/ Melissa Shriver
By Melissa Shriver
Thursday, April 24, 2008 at 6:08 p.m.
Read more: Local, State, National, Crime, Politics, Community
Sex offenders laws, such as restrictions on where they can and cannot live and how often they have to register with police, are designed to keep your community safe.
We talked with a mother of a registered sex offender who says her son faces a life-long stigma. She believes it's unfair that Missouri's sex offender laws put all sex offenders into one category, no matter the circumstances or severity of their crimes.
Janice Holliday's son is dealing with the life-long consequences of a crime *many* teenagers commit. As a teenager, he slept with a girl he says lied about her age. He'll be a registered sex offender for the rest of his life.
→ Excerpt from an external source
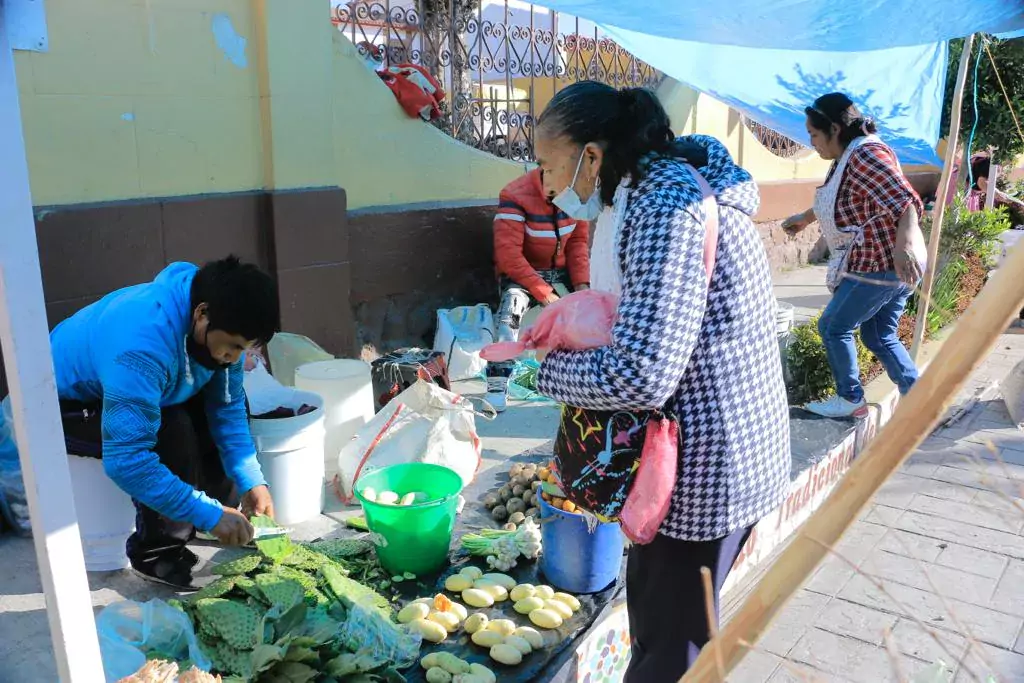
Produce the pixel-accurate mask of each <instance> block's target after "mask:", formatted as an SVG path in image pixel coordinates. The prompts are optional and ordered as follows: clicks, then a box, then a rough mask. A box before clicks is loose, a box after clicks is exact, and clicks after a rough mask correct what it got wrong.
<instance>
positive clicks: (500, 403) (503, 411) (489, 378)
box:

Holliday said, "I just don't want it to happen to someone else's child. My son is a good kid. I just don't want to see another mother go through the devastation I had to go through because it's a nightmare."
Even more of a nightmare to Holliday, her son is grouped with child predators like Michael Devlin, the Kirkwood, Missouri man who kidnapped and molested two young boys.
Holliday said, "True enough, he slept with someone underage, but he shouldn't be in a class with people who rape babies."
Watching her son go through this is prompting Holliday to speak out. She wants lawmakers change the laws to provide for a classing system so teenagers like her son won't have be grouped with all sex predators.
KHQA checked with many legislators in the Missouri General Assembly to find out what they're doing to develop a classification system for offenders. We found out the state's efforts are on hold pending the federal government passing a national classification system. We also contacted Missouri's lawmakers in Washington, DC and the nation's judicial committees to find out if that national classification is in the works. According to everyone I checked with, there are no plans ight now to develop a classification system to help offenders like Holliday's son.
There is one state exception which may help him, though. According to Missouri law, a person under age 19 guilty of a sexual offense with a victim age 13 or older can petition the court to have his name removed from sex offender registry after two years.
But until those two years are up...Holliday's son is in limbo...waiting for the chance to move on with his life.